E, embora os oradores estivessem prontos a me acusar e me prender, e vós os
encorajásseis vociferando, mesmo assim, achei que me convinha mais correr
perigo com a lei e com o que era justo, do que, por medo do cárcere e da morte,
estar convosco, vós que deliberáveis o injusto.
Isso acontecia quando a cidade era
ainda governada pela democracia. Quando veio a oligarquia, os Trinta, novamente
tendo-me chamado, em quinto lugar, ao Tolo, ordenaram-me que fosse à Salamina
buscar o Leão Salamínio, para que fosse morto. Muitos fatos desse gênero tinham
sido ordenados a muitos outros, com o fim de cobrir de infâmia quanto pudessem.

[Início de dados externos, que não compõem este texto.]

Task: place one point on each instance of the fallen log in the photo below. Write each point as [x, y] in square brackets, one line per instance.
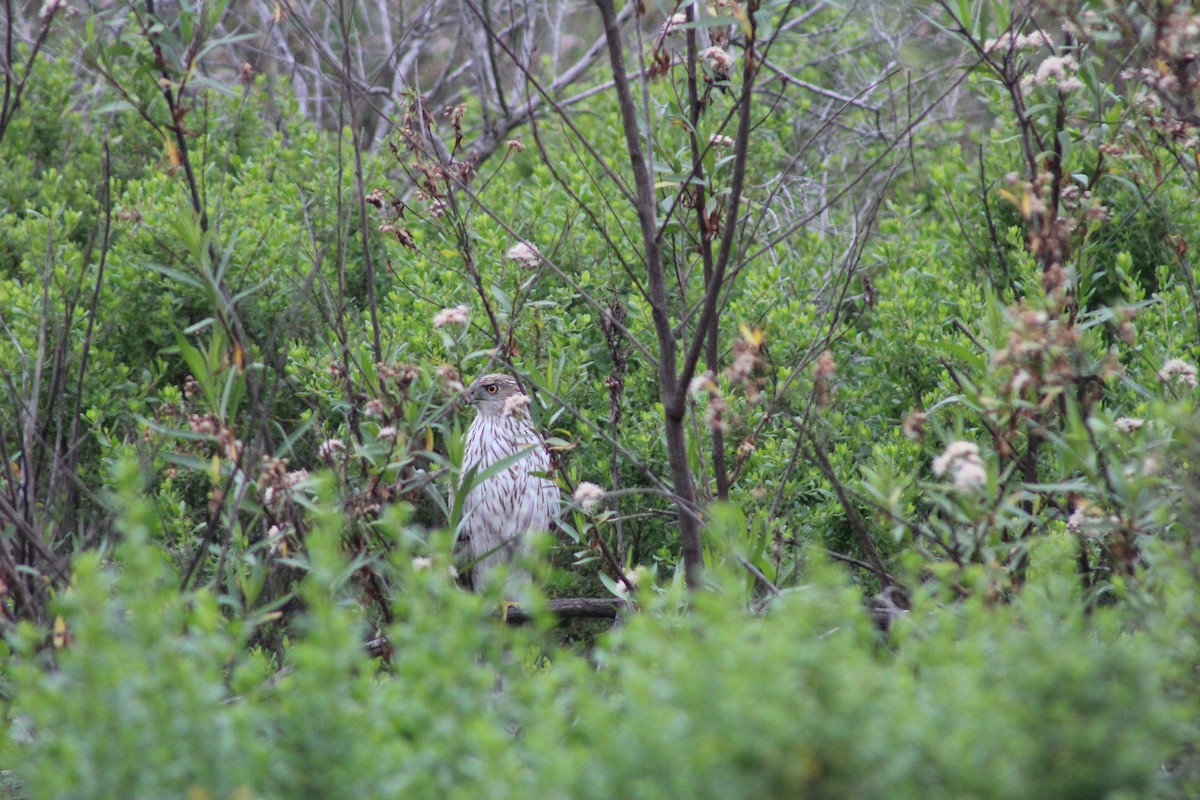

Também naquele momento, não com palavras, mas com fatos, demonstrei de novo que
a morte não me importava, ou me importava menos que um figo, eu diria se não
fosse indelicado dizê-lo. Mas não fazer nada de injusto e de ímpio isso sim, me
importa acima de tudo. Pois aquele governo, embora tão violento, não me
intimidou, para que fizesse alguma injustiça; mas quando saímos de Tolo, os
outros quatros foram a Salaminas e trouxeram Leão, e eu, ao contrário,
afastei-me deles e fui para casa. Naquela ocasião, eu teria sido morto, se o
governo não fosse derrubado pouco depois. E disso tendes testemunhas em grande
número.
XIX
Ora, julgais que eu teria vivido
tantos anos, se me tivesse aplicado aos negócios públicos, e procedendo como
homem de bem, tivesse defendido as coisas justas, e, como deve ser, tivesse
dado a isso maior importância? Muito longe disso, cidadãos atenienses; na
verdade, também nenhum outro se teria salvo! Eu, porém, durante toda a minha
vida, se fiz alguma coisa, em público ou em particular, vos apareço sempre o
mesmo, não tendo jamais concedido coisa alguma contra a justiça nem aos outros
nem a algum daqueles que meus caluniadores chamam de meus discípulos.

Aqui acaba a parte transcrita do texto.